Обычно в начале встречи Панов показывает новинки, купленные в магазинах или у букинистов. Книги новые и дефицитные реально можно было приобрести на Кузнецком мосту у чернорыночных торговцев. Самому Панову туда ходить было неловко, и его выручал «книгоноша», как он сам его называл. Это был Владимир Семенович Фаевцев, человек с инженерно-техническим образованием и большой любитель поэзии. «Вкус у него гораздо лучше моего», — говаривал Панов и однажды свел нас у себя за столом.

При всем том Панов не «книжник», не коллекционер раритетов. Он не стремится обладать той или иной книгой лишь для полноты домашнего собрания. Мечтает приобрести только то, что очень любит. Считает, что книга должна жить у того, кому она больше нужна для работы. По этой причине дарит нам приобретенные им ценнейшие книги: тыняновскую пародийную антологию «Мнимая поэзия» и «Парнас дыбом», вышедший в Харькове в 1927 году (второе издание). «Парнас» ветх, Михаил Викторович одел его в самодельную суперобложку из плотной бумаги. Сзади на обложке — штамп букинистического магазина и регистрационный номер 1978 года. Над ним, конечно, значилась написанная шариковой ручкой цена, но она аккуратно соскоблена бритвочкой — будто там ничего и не было.

Для полноты картины надо добавить, что в почтовый ящик Панова прибывали по подписке все значимые литературные журналы и множество газет, которые тут же попадали на «операционный стол», становясь вырезками с подчеркнутыми в них словами и фразами.

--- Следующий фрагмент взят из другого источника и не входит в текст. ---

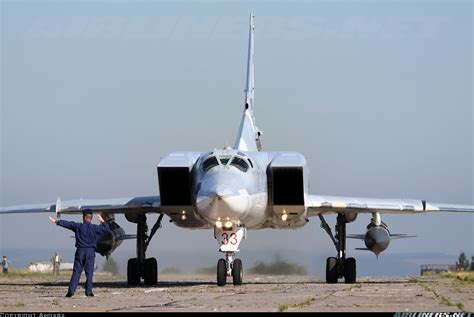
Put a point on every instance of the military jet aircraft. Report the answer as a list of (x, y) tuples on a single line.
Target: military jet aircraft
[(235, 189)]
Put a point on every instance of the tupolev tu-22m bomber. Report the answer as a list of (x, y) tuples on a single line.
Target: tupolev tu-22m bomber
[(236, 189)]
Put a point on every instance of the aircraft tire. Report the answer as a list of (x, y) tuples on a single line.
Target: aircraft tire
[(331, 270), (133, 278), (151, 271), (350, 270), (221, 272)]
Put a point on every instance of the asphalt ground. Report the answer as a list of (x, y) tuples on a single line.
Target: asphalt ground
[(45, 293)]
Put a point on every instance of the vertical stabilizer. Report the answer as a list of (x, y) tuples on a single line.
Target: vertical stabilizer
[(248, 137)]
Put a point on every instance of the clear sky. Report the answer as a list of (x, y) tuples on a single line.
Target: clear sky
[(376, 95)]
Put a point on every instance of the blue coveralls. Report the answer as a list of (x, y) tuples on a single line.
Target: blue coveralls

Плюс регулярное посещение Ленинской библиотеки. Многие коллеги, бывавшие там еще в двадцатом столетии, вспоминают теперь, что видели Панова именно там. У каталогов, в очереди на ксерокс или же в столовой, где он ужинал, просидев в читальном зале несколько часов.

А в завершение разговора о книжности — устный рассказ Панова. Он с давних пор звучал в застольных беседах, а в 2001 году был записан на магнитофон. Хочется дать его без комментариев.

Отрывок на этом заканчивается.